I'm using Go to build projects that are hosted on Git repositories. These git repositories have submodules in.
It seems that about every minute when polling, the Go server will wipe the submodules and re-clone them, which is causing an excessive load.
Why would it be doing this? It can surely keep syncing the existing submodule clone.
For that matter, why does it even need to checkout the submodules? The changes needed to be detected are in the parent repository, as submodules checkout are essentially commit hashes stored in commits to the parent repository.
The Go server log frequently has the following log line in (about every 2 minutes):
WARN [materialUpdateThread] MaterialUpdateService:60 [Material Update] Skipping update of material GitMaterial ... which has been in-progress since [about 1 minute before]
I'm sure that a git hook initiated build is more ideal, but I'd prefer to poll if it is as efficient as it should be.
The Go server version is: 2.4.0
The git version is 1.7.4.1
Kind Regards
Andy
Comment
Hi Andy,
Go server performs material check every one minute, and uses a UUID as destination directory for 'git clone' the first time. Second time onwards Go does not perform a clone, but insteed uses existing clone and performs fetch over it.
The wipe the dir and perform fresh clone flow will only engage when there is already a different git repo(repo with a different url) cloned to the destination directory.
This can happen in a few scenarios, for instance, if you have a UUID conflict(and new repo trying to use UUID which is already used by another repo) or if destination is not writable by the user that Go is running as etc.
Can you please enable debug logging, that is, modify /etc/go/log4j.properties or equivallent for your installation environment to change the line 'log4j.logger.com.thoughtworks.cruise=INFO' to 'log4j.logger.com.thoughtworks.cruise=DEBUG' and follow it with a server restart.

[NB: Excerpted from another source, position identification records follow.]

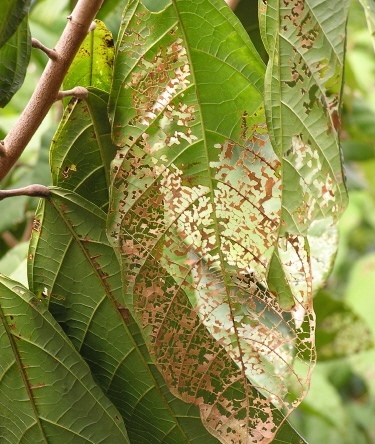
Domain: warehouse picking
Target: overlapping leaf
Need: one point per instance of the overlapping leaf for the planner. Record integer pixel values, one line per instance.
(369, 9)
(82, 287)
(12, 14)
(47, 393)
(82, 284)
(305, 42)
(14, 56)
(195, 215)
(82, 150)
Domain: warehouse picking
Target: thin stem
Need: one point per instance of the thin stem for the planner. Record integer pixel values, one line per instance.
(31, 190)
(48, 87)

Please wait for the server to run for some time(a few hours) after doing this and send us the server log for this period.
Regards,
Janmejay
Hi Janmejay
I've got logs for an hour of debug activity. How would you like me to pass them on?
Regarding what I meant over cloning, Go doesn't directly call git clone, but, as described in http://community.thoughtworks.com/posts/45dcafc35c, goes through each submodule and deletes the data, then runs
git submodule update --init
which internally runs "git clone -n {submodule url} {submodule dir}" for each submodule (as Go deleted the original)
This effectively would cause possibly 100's of MB of data to be transfered over the network or filesystem every minute, increasing as the submodules gained history.
If the submodules are removed from the repo (and so no longer being cloned), the polling is causing barely any load due to incremental fetches to the repository.
Kind Regards
Andy